At the peak of Wid Keeling's baling season, he works long hours — sometimes almost around the clock. That makes it tough for him to keep good employees.

“I haven't been able to find good hands who want to stay,” says Keeling, of Rising Star, TX. “We work so many hard hours that they get burned out and leave.”

He addressed that problem five years ago, attaching his rake between his tractor and baler. Now he rakes, bales and accumulates in one pass. He needs one less hired hand and tractor, plus haying takes less time.

“It's like the difference between driving 65 and 70 mph,” he says. “It's a little faster when you don't have to jump on the other tractor, or have another hired hand.”

A pto shaft housed in 8” square tubing runs from the tractor through the rake to the baler. Similarly, a hydraulic hose runs from the tractor, along the rake's frame and through the baler to the 10-bale accumulator.

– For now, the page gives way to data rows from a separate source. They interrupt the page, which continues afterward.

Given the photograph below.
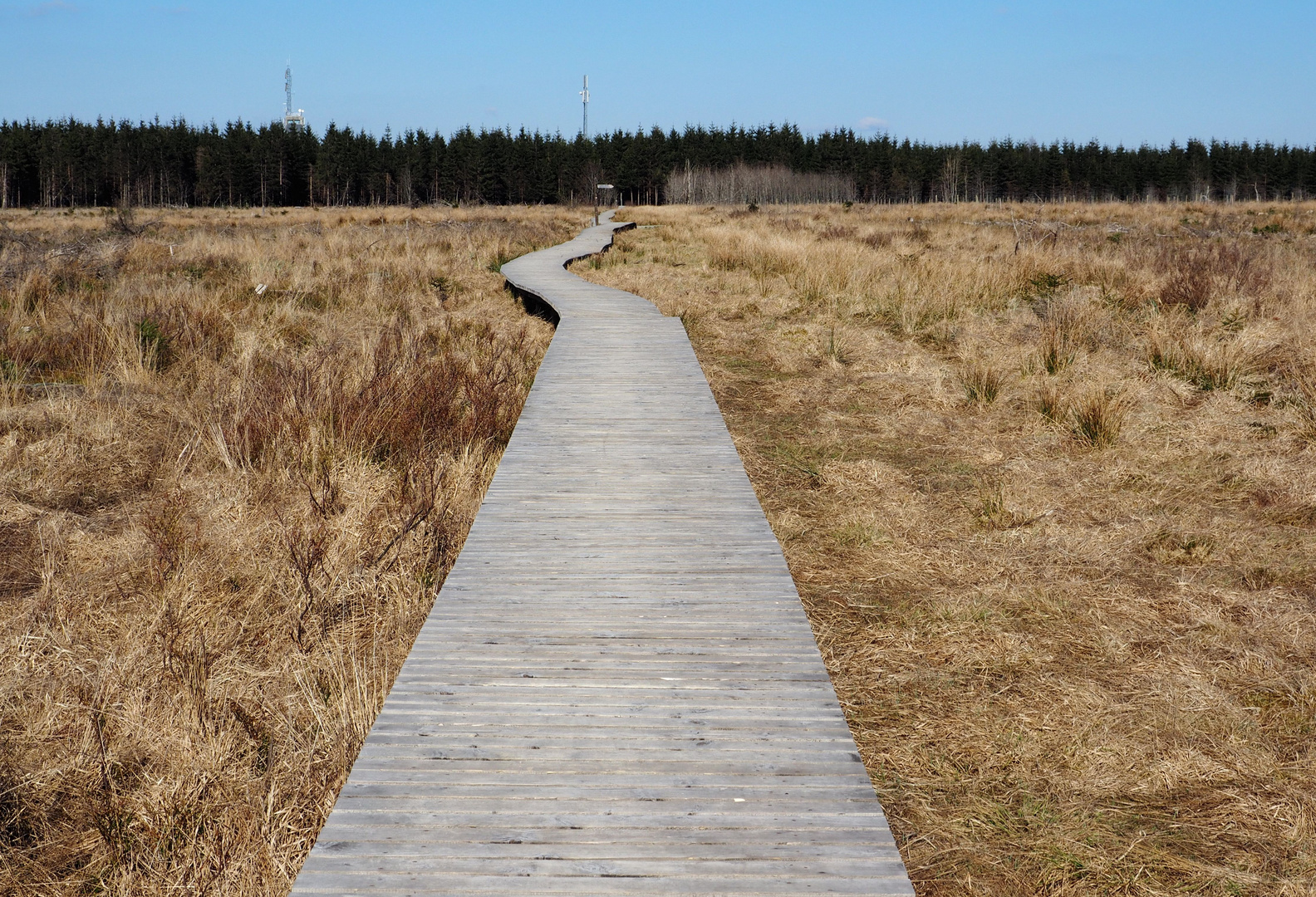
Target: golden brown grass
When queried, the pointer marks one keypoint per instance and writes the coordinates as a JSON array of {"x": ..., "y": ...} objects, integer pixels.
[
  {"x": 224, "y": 514},
  {"x": 1045, "y": 480}
]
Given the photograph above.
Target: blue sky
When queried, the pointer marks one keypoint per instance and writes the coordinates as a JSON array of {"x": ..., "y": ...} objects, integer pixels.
[{"x": 1117, "y": 71}]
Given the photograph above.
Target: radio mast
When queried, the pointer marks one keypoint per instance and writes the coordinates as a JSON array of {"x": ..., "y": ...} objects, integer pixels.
[
  {"x": 291, "y": 120},
  {"x": 585, "y": 101}
]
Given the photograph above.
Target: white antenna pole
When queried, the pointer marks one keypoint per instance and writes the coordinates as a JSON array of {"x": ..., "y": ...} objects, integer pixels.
[{"x": 585, "y": 100}]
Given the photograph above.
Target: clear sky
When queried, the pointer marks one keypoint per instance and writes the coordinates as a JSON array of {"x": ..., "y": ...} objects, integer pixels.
[{"x": 1117, "y": 70}]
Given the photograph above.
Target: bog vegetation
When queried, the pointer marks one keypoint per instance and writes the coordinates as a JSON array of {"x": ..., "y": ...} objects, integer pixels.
[
  {"x": 1045, "y": 479},
  {"x": 237, "y": 455}
]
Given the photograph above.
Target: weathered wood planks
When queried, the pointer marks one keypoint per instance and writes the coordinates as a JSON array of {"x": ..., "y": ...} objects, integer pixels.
[{"x": 617, "y": 691}]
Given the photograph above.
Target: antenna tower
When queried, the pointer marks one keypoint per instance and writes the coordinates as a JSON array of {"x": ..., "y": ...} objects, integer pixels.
[
  {"x": 291, "y": 120},
  {"x": 585, "y": 101}
]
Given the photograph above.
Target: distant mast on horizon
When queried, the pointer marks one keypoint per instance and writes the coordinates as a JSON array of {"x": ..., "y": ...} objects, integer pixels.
[
  {"x": 585, "y": 101},
  {"x": 291, "y": 120}
]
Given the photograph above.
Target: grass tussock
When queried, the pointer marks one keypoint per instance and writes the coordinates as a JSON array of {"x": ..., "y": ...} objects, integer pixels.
[
  {"x": 238, "y": 453},
  {"x": 1074, "y": 631}
]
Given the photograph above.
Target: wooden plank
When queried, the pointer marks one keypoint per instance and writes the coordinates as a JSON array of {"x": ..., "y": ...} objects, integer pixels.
[{"x": 617, "y": 691}]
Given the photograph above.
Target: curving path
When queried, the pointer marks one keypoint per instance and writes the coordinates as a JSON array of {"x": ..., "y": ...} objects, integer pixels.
[{"x": 617, "y": 691}]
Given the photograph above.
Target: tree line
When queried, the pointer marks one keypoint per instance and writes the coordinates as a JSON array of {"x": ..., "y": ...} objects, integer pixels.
[{"x": 62, "y": 164}]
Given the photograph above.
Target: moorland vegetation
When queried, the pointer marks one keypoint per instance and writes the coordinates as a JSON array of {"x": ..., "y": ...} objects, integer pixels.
[
  {"x": 238, "y": 453},
  {"x": 1043, "y": 477}
]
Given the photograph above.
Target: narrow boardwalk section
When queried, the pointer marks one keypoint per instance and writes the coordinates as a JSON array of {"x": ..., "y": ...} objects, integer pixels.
[{"x": 617, "y": 691}]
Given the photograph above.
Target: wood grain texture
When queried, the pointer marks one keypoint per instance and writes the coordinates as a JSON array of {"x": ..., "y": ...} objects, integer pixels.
[{"x": 617, "y": 691}]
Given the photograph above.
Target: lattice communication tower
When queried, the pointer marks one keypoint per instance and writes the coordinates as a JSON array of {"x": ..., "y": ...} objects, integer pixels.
[
  {"x": 585, "y": 101},
  {"x": 291, "y": 120}
]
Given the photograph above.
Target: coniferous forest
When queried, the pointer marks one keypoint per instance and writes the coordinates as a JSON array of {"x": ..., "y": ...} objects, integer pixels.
[{"x": 61, "y": 164}]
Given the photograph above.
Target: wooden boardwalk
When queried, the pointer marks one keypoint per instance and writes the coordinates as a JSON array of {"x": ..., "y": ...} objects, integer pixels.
[{"x": 617, "y": 691}]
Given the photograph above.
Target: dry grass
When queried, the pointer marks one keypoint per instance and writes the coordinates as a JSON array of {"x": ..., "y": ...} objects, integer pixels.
[
  {"x": 1074, "y": 628},
  {"x": 224, "y": 514}
]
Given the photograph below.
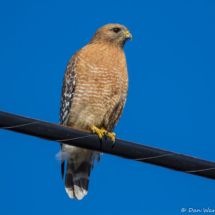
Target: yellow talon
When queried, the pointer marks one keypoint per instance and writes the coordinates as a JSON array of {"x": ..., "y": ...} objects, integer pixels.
[
  {"x": 112, "y": 136},
  {"x": 102, "y": 132}
]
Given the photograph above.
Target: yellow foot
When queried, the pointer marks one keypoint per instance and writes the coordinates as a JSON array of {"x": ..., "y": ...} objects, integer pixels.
[{"x": 103, "y": 133}]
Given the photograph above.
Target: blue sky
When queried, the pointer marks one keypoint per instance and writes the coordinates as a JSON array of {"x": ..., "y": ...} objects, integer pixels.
[{"x": 170, "y": 103}]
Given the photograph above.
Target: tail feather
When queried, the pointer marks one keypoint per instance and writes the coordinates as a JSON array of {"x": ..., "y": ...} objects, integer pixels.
[{"x": 77, "y": 178}]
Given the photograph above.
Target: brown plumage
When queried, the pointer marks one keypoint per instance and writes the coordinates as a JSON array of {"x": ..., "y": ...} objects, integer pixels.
[{"x": 94, "y": 92}]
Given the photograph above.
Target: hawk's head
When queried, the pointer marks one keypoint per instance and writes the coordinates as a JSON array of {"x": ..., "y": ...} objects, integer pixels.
[{"x": 112, "y": 33}]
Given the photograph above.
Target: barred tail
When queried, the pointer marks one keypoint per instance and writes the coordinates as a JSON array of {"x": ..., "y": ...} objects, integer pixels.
[{"x": 77, "y": 178}]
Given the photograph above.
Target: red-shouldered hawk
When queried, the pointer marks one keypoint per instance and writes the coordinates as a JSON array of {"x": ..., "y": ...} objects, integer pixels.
[{"x": 94, "y": 92}]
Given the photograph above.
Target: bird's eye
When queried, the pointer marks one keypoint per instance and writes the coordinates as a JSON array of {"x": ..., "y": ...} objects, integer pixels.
[{"x": 116, "y": 30}]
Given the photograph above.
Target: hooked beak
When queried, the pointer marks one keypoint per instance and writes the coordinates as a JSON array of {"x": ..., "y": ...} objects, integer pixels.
[{"x": 128, "y": 35}]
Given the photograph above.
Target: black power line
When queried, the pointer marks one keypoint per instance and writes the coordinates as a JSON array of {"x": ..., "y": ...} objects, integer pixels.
[{"x": 122, "y": 148}]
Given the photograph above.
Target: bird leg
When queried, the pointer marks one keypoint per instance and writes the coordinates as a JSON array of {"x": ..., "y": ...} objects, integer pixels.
[{"x": 103, "y": 133}]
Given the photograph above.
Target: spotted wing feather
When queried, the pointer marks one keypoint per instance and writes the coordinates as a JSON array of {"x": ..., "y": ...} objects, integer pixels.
[{"x": 67, "y": 95}]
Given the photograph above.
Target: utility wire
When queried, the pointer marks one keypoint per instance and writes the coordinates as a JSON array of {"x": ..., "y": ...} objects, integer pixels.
[{"x": 121, "y": 148}]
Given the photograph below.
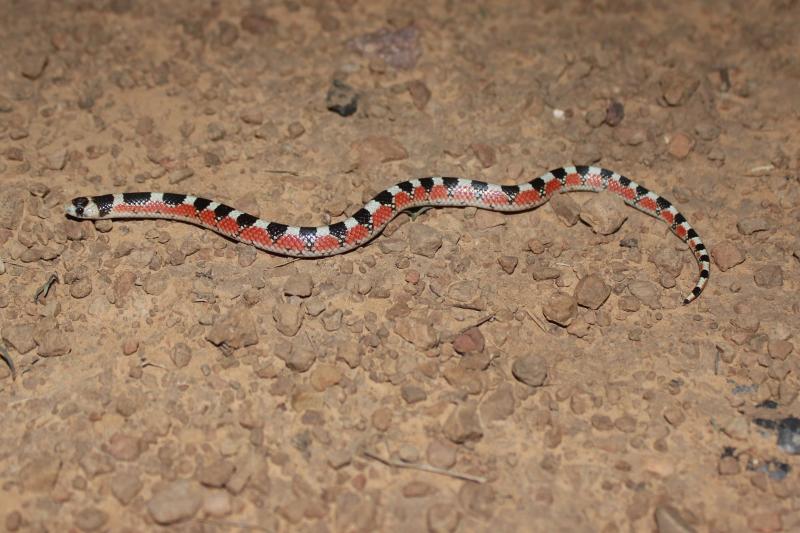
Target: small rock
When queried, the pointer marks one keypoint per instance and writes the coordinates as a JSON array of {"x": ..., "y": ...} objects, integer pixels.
[
  {"x": 216, "y": 474},
  {"x": 177, "y": 501},
  {"x": 592, "y": 291},
  {"x": 382, "y": 419},
  {"x": 91, "y": 519},
  {"x": 470, "y": 341},
  {"x": 498, "y": 405},
  {"x": 257, "y": 23},
  {"x": 19, "y": 337},
  {"x": 125, "y": 487},
  {"x": 604, "y": 213},
  {"x": 53, "y": 344},
  {"x": 727, "y": 255},
  {"x": 420, "y": 94},
  {"x": 442, "y": 518},
  {"x": 295, "y": 130},
  {"x": 750, "y": 225},
  {"x": 33, "y": 65},
  {"x": 780, "y": 349},
  {"x": 485, "y": 154},
  {"x": 41, "y": 474},
  {"x": 378, "y": 149},
  {"x": 530, "y": 369},
  {"x": 299, "y": 285},
  {"x": 566, "y": 209},
  {"x": 217, "y": 503},
  {"x": 325, "y": 376},
  {"x": 669, "y": 520},
  {"x": 680, "y": 145},
  {"x": 769, "y": 277},
  {"x": 124, "y": 447},
  {"x": 508, "y": 263},
  {"x": 561, "y": 308},
  {"x": 413, "y": 394},
  {"x": 614, "y": 113},
  {"x": 728, "y": 466},
  {"x": 424, "y": 240},
  {"x": 646, "y": 292},
  {"x": 541, "y": 273},
  {"x": 341, "y": 99},
  {"x": 677, "y": 87},
  {"x": 288, "y": 318},
  {"x": 233, "y": 331},
  {"x": 463, "y": 424}
]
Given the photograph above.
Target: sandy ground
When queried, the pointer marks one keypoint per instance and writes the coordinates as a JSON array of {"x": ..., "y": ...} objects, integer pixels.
[{"x": 172, "y": 377}]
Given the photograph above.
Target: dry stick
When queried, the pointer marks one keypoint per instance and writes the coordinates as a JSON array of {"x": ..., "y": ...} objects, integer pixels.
[
  {"x": 425, "y": 468},
  {"x": 44, "y": 290}
]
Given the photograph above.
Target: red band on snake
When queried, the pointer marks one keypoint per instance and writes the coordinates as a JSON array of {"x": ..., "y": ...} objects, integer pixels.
[{"x": 370, "y": 220}]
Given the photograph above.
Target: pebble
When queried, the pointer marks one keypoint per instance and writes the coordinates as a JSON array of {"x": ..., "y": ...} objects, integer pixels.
[
  {"x": 413, "y": 394},
  {"x": 485, "y": 154},
  {"x": 530, "y": 369},
  {"x": 19, "y": 337},
  {"x": 234, "y": 330},
  {"x": 217, "y": 503},
  {"x": 669, "y": 520},
  {"x": 299, "y": 285},
  {"x": 604, "y": 213},
  {"x": 615, "y": 112},
  {"x": 561, "y": 308},
  {"x": 769, "y": 277},
  {"x": 498, "y": 405},
  {"x": 341, "y": 99},
  {"x": 382, "y": 418},
  {"x": 398, "y": 48},
  {"x": 33, "y": 65},
  {"x": 40, "y": 474},
  {"x": 727, "y": 255},
  {"x": 646, "y": 292},
  {"x": 542, "y": 273},
  {"x": 257, "y": 23},
  {"x": 181, "y": 355},
  {"x": 420, "y": 94},
  {"x": 53, "y": 344},
  {"x": 677, "y": 87},
  {"x": 91, "y": 519},
  {"x": 216, "y": 474},
  {"x": 442, "y": 518},
  {"x": 424, "y": 240},
  {"x": 463, "y": 424},
  {"x": 125, "y": 486},
  {"x": 177, "y": 501},
  {"x": 566, "y": 209},
  {"x": 470, "y": 341},
  {"x": 750, "y": 225},
  {"x": 378, "y": 149},
  {"x": 325, "y": 376},
  {"x": 680, "y": 145},
  {"x": 592, "y": 291}
]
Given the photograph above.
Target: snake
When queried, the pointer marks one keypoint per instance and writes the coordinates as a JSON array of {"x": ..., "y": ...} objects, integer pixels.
[{"x": 370, "y": 220}]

Keeling claims the long pto shaft doesn't cause turning problems.

“If you turn too sharp with any pto shaft you'll have problems,” he says. “But I don't have any more trouble with this than I would with any other piece of equipment.”

Turning around at the ends of small fields isn't a big deal, either.

“It's a little hard to back up. But as long as I've got the idea that I'm just going to keep going forward, I haven't had any trouble in smaller fields. The rake follows right behind the tractor, and the baler follows like a tail.”

This Texan likes his three-in-one haying rig.

“I'm very happy with it,” he says. “I couldn't imagine running without it now.”

Keeling likes raking bermudagrass hay at the same time he bales it. Hay feeds into the baler better, there's less sun bleaching and windrows are never tossed around by wind.

“I think I can do a cleaner, neater job,” he says. “I usually don't leave hardly any hay in the field.”

The 14-wheel high-capacity rake gathers up to 30' of mowed hay — two wide windrows from his self-propelled cutter. But the rake can be adjusted in heavy hay to deliver just one windrow to the baler.

“It's got to be 80-90 bales/acre-plus before I'll go down to just a single windrow,” he reports.

He owns 360 acres and also buys standing hay that he bales and resells. He does most of the work himself, but hires part-time help when it's available.

He makes about 120,000 small bales per summer and trades for a new baler every year. About 80% of the bales are sold directly out of the field. With a tractor and front-end loader, he loads the 10-bale bunches directly onto trucks. One buyer takes 50,000-60,000 bales a year.

He also makes 5,000-6,000 round bales per year from weedy, overmature or rained-on hay. Most of that hay is sold to an out-of-state coal mining company for use in land reclamation. The round baler is pulled behind the rake, too.